Not once did she mention how she was using data to help the business.  For her, at least, the goal of data was the data itself.

The reporters

This type of person has a purpose and it’s to report out on the performance of the organization. They want to provide their teams with the most accurate, most timely insights to help the business understand where they are, how they got here and the progress they are making. They have a solid understanding of their team’s KPIs, and the metrics they need to tell that story.  Maybe not the most creative bunch but solid and extremely smart.

One guy talked about how he’s invited to any meeting that is related to big marketing efforts to gather requirements and then ultimately to report out on progress. He spoke confidently about working with his team and as a true partner, helping to influence what was tracked.  I smiled to see that he was already wearing the requisite conference hoodie and wondered if he relied on conferences for his traveling wardrobe.

He did echo some of the sentiments of the idealist, but it was in the context of how and what he was reporting out on.  Less about data flaws and more about strategic urgency to data issues. It was a slightly yet critically different perspective.

The predictors

These are the visionaries. The take the characteristics of both the idealist and reporter add a touch of fortune-telling to conceive of a world, where we begin to anticipate the needs of our clients/patients/customers/etc.  They don’t appear to get mired in the minutia of the data—this is not to say that they don’t have a deep understanding of the data foundation but I got the sense that they choseto trust the expertise of their data architects.

As this one guy said, “once we have the foundation, we know what metrics to watch for to monitor the health of the company, we’re now free to explore and innovate with data. It’s good to be able to know what’s going on now but it’s better to be able to forecast and potentially influence tomorrow."

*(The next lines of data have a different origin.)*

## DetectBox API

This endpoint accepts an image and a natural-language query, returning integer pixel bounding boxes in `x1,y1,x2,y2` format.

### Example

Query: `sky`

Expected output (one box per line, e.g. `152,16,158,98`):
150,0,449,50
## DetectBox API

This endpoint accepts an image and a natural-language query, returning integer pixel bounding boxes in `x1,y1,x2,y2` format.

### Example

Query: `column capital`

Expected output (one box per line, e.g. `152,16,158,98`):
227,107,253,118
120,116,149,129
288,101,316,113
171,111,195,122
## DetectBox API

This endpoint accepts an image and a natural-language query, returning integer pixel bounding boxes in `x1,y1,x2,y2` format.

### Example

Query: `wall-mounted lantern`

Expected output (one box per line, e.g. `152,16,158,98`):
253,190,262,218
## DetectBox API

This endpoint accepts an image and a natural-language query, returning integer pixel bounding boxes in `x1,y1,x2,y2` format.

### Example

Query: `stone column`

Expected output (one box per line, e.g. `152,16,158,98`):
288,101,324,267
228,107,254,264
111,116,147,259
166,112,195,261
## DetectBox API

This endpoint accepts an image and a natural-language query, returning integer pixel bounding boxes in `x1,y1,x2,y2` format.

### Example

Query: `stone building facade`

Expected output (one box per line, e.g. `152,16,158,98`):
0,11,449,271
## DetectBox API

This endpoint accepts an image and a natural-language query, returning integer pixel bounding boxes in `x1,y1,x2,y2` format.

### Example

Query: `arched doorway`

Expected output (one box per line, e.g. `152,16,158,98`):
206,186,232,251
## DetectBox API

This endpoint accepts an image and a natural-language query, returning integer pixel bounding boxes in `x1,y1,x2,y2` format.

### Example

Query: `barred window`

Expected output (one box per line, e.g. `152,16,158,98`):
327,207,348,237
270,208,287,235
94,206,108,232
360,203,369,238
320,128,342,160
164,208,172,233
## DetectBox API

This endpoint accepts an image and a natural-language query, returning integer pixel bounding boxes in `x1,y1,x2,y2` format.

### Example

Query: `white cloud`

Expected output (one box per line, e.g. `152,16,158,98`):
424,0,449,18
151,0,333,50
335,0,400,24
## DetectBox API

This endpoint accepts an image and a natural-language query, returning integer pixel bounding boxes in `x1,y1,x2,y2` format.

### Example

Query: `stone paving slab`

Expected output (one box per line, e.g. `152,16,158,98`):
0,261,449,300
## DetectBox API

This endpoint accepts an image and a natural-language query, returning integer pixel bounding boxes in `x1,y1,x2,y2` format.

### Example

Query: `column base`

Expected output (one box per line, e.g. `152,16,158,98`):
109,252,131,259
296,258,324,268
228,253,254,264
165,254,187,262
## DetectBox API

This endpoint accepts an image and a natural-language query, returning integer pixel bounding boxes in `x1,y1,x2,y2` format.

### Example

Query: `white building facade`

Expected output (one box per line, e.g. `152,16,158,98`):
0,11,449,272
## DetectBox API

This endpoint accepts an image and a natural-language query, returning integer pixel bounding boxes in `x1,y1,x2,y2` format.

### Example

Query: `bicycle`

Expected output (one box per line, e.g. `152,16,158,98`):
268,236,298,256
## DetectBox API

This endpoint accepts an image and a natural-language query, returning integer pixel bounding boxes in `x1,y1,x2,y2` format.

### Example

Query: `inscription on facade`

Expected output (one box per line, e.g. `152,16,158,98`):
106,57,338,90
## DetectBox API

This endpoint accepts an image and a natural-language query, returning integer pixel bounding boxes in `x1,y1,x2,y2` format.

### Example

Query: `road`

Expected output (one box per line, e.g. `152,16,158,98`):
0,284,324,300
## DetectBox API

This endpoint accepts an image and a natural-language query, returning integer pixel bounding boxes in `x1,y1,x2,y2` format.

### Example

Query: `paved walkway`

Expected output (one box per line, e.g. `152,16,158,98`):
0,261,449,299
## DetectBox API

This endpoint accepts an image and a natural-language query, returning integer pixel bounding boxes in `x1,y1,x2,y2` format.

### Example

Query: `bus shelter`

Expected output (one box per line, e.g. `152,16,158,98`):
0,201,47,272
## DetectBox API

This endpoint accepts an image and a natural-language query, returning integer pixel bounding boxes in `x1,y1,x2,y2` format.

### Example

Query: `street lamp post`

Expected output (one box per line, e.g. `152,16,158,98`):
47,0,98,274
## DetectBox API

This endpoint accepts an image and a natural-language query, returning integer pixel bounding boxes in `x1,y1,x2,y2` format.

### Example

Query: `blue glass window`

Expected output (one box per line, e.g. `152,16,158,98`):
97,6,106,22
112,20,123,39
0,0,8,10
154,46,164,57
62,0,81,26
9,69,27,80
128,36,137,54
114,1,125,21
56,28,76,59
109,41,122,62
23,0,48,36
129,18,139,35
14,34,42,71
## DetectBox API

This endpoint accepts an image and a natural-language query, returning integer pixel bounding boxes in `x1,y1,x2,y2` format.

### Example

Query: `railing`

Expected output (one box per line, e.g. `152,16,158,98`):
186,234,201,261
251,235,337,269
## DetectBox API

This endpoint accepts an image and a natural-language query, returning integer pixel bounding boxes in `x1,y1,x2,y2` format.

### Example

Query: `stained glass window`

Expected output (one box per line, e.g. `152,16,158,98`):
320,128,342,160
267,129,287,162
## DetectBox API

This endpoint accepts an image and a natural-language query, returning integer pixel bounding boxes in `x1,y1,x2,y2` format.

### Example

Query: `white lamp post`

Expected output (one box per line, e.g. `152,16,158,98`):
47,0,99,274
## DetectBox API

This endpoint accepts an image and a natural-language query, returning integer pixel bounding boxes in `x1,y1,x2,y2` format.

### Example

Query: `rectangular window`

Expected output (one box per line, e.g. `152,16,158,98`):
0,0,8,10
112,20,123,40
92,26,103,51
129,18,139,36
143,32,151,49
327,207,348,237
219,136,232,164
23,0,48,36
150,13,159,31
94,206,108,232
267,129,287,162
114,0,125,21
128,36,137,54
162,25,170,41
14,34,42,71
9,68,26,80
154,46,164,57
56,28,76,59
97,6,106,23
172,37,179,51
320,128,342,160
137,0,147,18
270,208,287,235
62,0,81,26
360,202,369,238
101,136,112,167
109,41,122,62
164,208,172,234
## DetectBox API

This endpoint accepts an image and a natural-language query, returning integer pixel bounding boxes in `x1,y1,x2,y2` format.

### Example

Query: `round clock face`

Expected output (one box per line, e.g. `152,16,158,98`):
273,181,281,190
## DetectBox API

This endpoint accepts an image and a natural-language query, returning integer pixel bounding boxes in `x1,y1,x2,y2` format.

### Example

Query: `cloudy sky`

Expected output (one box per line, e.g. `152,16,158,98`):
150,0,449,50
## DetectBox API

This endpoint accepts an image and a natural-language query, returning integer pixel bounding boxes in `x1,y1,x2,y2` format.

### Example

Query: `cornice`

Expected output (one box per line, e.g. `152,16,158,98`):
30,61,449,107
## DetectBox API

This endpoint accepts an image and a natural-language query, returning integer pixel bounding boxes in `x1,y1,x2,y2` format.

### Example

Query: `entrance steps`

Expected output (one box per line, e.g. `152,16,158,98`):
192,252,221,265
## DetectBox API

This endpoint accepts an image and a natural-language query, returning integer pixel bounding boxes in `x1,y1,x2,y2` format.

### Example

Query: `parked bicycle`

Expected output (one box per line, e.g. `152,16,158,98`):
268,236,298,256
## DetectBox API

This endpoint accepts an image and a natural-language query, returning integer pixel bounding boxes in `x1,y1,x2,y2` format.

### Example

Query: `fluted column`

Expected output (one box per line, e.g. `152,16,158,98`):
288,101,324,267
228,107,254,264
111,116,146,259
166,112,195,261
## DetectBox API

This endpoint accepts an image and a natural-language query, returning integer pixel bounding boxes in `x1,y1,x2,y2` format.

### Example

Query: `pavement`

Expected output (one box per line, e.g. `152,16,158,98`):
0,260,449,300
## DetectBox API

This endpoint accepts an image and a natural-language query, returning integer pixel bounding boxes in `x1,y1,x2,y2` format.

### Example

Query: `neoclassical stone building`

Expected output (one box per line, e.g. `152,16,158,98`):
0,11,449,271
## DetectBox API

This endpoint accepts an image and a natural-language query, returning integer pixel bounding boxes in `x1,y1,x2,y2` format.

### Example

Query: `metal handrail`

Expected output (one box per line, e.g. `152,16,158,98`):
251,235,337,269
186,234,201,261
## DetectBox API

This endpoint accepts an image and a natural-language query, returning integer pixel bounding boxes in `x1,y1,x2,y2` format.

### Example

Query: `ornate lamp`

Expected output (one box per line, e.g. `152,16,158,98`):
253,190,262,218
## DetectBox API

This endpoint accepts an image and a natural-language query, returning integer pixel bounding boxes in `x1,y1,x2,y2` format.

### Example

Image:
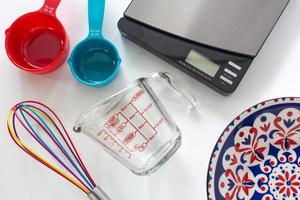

He was one of these people who is simply fun to listen to. Someone who has a gift for translating pretty complex concepts and restating them in a way that everyone can grasp. These are not my people either, but I aspire to be.

He worked for a start-up and as a data person actually was actually involved with the executive team so that he could plan his data strategy. Because data architects and data architecture costs money and visualizing KPIs are not free either so data was just part of the way they operated.  When I asked him later how large his start-up was, he did concede there were only 10 people. But I still was impressed that any company, especially a start-up, would include their business analyst in planning discussions. 

I’m not that type

I suspect many of us in this field rangewithin this spectrum of types and I believe must.  Sometimes the situation dictates the need: integrity of the data vs. standardization on KPIs vs. the next waterfall model.  The one overriding goal that I think is critical is keeping the business in mind when you’re working with data.  Ultimately, make sure that what you areanalyzing helps the business meets its goals.